Apologies jf I am not being clear. But it is complicated. There are other situations in medicine where this situation is proven to occur (I only have evidence in lab studies so far for levodopa vs RB-190). So I'm not proposing a new concept in biology.
I think from a diabetic perspective, this is an easy question to answer. Similar mechanism is at work in diabetes where there is sufficient insulin floating around and the cells are unable to absorb and process the insulin effectively. One solution is to flood the body with more insulin and somehow this works which is counterintuitive. I never quite understood the logic behind this.
The initial solution of using insulin injections is now replaced by using one or two of a vast array of available medications that attempt to address the root of the problem which is to increase the insulin absorption which is the right thing to do.

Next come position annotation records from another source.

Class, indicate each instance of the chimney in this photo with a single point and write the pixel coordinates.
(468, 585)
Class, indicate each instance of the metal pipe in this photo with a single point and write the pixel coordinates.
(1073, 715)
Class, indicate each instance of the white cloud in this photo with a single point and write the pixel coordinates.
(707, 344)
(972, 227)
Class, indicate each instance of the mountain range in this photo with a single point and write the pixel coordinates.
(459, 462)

I see something similar happening here. Maybe this doctor is not that far off in his imagination after all.
PD your insulin story kind of makes sense but isnt the dopamine explanation different. Isn't he suggesting the opposite,? That there is very little dopamine 'floating around' but too much dopamine in the reduced number of cells ?Hence my question.
I have little biology education so maybe struggling to understand the cellular interactive picture.

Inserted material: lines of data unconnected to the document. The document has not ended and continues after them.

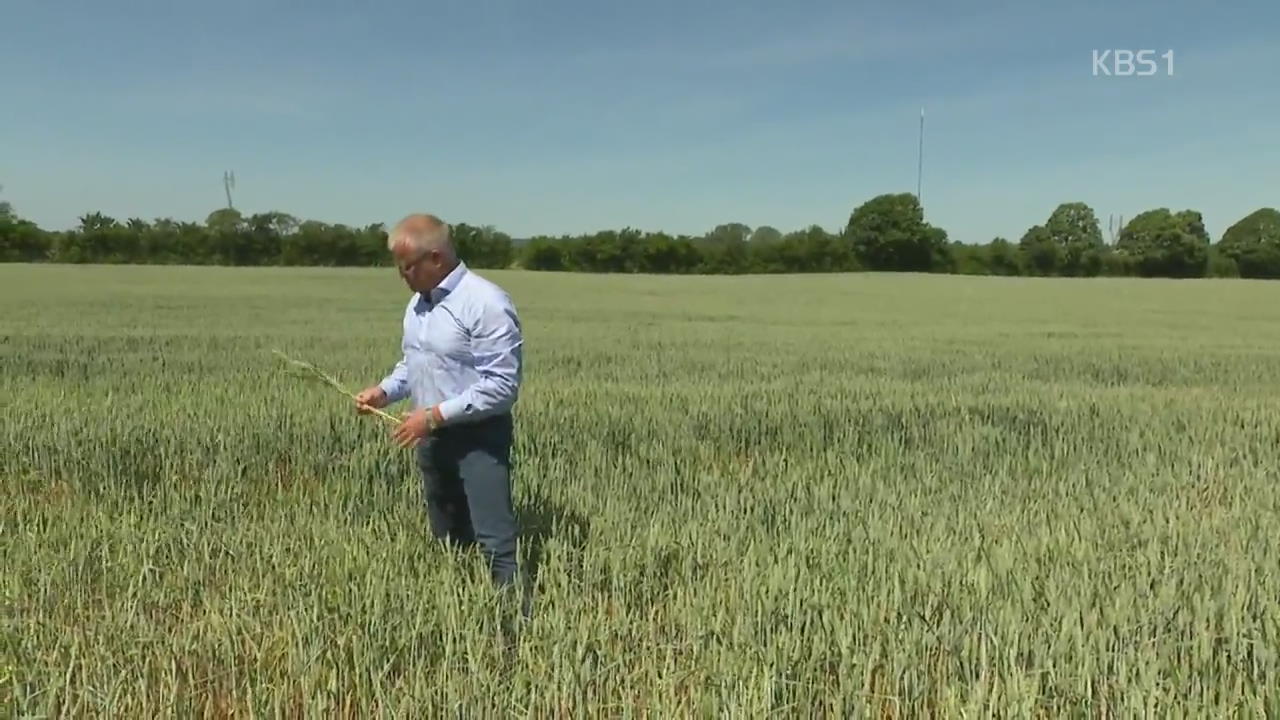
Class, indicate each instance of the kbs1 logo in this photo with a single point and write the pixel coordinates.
(1130, 63)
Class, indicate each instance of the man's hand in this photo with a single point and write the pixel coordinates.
(415, 427)
(370, 399)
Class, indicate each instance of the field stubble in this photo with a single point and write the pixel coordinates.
(860, 495)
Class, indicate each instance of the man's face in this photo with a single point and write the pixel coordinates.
(420, 270)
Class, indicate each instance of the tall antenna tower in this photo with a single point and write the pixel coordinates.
(1114, 227)
(919, 169)
(228, 183)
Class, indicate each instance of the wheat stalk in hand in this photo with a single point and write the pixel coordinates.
(310, 370)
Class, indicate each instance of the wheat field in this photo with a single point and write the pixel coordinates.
(809, 496)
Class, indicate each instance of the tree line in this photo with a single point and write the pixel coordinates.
(886, 233)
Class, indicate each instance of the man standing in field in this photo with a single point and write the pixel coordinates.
(461, 367)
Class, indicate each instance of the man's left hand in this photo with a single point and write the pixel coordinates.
(416, 425)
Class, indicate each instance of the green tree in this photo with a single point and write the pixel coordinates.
(1253, 244)
(888, 233)
(1074, 228)
(1164, 244)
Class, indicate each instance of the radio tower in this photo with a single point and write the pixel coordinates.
(228, 183)
(919, 169)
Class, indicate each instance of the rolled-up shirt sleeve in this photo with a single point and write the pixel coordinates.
(396, 384)
(497, 346)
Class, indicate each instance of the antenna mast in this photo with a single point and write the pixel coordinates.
(919, 171)
(228, 183)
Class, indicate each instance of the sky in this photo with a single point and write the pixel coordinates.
(568, 117)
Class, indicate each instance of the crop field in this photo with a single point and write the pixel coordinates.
(816, 496)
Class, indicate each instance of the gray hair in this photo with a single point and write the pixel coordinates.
(421, 232)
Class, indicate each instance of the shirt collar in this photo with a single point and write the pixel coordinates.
(448, 285)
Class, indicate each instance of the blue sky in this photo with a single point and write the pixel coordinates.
(566, 117)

Indeed like park_bear asked, the dosage is important. With higher doses of C/L, one would expect more spread throughout the day (at least 4 times instead of 2). Moreover, many women are prescribed higher doses, while research suggests they can suffice with half the dosage compared to men.
The potentially suboptimal use of your medication, be it generic or Sinemet, can likely compromise its effectiveness and lead to serious side effects over time. I would first seek clarity on this matter before embarking on new experiments.